Vancouver is my control group, because I’ve never lived anywhere else and done comedy. In my mind, everywhere else is measured against my experiences here. I think the lack of any major comedy brand controlling comics has been very good for the scene. We have such a diverse comedy community, comics that aren’t afraid to take a chance on stage because you don’t have this entity judging you and constantly pitting comics against each other for work. I think in general Vancouver comics are very willing to help others, not just with comedy but hooking each other up with gigs.
Who is one performer/group of performers you think everyone should see at least once?
Every article about comedy has to have a pun in the title. What would you like yours to be?
If I were American, I would have had a one woman show called I, AM-ERICA – which isn’t really a pun but puns are nearly impossible to think of if you’re trying. That’s what makes them so awful is they just fly out.
Where would you like to be in comedy a decade from now?

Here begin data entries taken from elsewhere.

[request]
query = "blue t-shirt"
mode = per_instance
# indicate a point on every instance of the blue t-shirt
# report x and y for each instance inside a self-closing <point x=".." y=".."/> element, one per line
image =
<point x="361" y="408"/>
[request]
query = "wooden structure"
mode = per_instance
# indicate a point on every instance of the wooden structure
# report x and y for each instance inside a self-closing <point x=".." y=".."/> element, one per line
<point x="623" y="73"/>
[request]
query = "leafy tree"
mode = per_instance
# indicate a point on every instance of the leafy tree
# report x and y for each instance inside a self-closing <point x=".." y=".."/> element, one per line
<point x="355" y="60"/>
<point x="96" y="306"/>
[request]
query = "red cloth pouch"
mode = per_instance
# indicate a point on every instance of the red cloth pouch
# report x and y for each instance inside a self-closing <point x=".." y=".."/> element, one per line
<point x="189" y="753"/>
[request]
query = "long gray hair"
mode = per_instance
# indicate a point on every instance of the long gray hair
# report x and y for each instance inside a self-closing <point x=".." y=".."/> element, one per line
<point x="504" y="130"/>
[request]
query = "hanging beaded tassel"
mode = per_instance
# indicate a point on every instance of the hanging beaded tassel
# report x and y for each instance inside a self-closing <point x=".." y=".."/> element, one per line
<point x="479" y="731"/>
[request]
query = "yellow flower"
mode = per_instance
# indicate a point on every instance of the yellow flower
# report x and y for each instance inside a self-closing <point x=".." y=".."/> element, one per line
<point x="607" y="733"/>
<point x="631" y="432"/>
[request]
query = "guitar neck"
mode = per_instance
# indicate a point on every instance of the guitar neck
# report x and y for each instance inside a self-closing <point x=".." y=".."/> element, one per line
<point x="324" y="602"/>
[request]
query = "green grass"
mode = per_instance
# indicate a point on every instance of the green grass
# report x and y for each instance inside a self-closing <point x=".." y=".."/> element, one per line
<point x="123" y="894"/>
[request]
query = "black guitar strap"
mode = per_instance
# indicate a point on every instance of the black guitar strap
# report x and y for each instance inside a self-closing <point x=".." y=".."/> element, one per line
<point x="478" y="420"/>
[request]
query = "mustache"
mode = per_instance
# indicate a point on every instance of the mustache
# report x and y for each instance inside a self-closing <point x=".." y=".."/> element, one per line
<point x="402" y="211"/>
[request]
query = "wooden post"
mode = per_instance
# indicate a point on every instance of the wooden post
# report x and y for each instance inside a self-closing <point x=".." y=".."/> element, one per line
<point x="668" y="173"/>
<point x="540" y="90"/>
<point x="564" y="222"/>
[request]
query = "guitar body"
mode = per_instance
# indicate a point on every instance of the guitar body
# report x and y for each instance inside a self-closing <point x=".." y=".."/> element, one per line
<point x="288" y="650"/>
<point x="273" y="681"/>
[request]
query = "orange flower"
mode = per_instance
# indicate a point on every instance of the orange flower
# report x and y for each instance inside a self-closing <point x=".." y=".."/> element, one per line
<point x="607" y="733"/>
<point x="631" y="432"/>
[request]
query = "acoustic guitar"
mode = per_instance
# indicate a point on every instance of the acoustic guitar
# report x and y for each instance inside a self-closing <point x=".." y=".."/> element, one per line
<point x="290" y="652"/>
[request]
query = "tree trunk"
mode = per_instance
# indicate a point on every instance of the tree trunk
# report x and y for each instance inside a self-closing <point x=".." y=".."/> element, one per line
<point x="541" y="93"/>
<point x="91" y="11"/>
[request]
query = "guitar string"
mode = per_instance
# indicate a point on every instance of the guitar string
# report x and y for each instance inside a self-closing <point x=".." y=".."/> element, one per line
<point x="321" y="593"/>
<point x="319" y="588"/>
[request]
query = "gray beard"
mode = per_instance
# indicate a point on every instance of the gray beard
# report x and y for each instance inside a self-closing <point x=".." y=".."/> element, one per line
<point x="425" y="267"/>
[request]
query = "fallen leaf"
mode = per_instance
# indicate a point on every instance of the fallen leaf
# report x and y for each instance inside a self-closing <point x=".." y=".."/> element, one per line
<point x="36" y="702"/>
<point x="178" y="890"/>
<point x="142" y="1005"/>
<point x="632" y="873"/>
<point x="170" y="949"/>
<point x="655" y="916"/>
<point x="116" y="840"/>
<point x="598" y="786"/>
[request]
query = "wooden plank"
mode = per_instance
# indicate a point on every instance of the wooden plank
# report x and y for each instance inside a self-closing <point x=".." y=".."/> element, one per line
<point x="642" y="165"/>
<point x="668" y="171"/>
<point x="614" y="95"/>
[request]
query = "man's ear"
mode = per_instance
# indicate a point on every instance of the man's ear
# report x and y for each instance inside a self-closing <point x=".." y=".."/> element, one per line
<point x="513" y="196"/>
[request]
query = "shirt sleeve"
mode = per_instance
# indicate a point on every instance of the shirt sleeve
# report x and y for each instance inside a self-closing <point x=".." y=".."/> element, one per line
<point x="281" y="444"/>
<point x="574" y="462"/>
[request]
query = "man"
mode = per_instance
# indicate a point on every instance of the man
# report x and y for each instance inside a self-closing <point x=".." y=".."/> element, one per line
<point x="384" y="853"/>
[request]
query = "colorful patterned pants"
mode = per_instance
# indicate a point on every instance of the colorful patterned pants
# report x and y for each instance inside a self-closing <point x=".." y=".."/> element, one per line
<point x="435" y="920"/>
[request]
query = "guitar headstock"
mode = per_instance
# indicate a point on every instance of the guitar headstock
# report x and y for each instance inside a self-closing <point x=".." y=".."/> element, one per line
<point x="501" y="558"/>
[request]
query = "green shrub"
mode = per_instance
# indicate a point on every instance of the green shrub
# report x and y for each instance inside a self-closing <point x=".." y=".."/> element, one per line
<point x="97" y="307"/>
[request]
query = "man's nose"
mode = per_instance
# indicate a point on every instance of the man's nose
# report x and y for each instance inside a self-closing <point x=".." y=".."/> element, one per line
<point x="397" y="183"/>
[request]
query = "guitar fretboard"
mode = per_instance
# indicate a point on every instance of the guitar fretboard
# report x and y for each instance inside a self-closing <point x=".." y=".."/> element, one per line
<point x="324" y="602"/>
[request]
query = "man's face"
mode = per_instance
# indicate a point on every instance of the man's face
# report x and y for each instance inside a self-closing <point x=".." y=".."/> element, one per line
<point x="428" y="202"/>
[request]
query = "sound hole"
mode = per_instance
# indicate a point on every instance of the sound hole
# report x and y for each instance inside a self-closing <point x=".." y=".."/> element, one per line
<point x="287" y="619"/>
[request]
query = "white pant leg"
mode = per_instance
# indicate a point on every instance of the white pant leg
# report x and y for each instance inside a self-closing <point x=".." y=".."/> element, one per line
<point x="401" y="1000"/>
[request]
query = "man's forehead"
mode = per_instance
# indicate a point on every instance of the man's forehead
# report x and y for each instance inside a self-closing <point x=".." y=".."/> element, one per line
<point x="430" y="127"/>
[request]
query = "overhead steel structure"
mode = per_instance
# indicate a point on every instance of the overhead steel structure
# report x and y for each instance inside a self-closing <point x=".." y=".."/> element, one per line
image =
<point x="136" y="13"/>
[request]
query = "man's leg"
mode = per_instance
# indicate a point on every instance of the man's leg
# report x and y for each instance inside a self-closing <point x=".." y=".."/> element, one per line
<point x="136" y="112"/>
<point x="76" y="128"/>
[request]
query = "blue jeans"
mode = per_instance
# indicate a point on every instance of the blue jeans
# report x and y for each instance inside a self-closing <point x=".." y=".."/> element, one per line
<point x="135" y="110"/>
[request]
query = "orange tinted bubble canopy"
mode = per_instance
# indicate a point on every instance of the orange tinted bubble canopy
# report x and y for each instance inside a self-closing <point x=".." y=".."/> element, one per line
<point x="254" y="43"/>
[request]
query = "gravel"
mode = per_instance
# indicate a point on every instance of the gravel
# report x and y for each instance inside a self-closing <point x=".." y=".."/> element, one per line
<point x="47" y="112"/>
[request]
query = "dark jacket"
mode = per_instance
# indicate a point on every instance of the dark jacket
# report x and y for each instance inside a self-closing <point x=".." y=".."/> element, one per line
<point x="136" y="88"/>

Hollywood Squares – center square. If that doesn’t pan out I would like to have sold a delightful script to Hollywood, written a book, hosted my own late night talk show which unfortunately failed because of the politics of Canadian television and then finally just decided to ghost write Lindsay Lohan’s autobiography, called “The Last Straw”
What is a comedic premise you think needs to be retired?
I don’t think any premise should ever be retired. I mean, who am I to deprive future generations from Arnold Schwarzenegger impressions?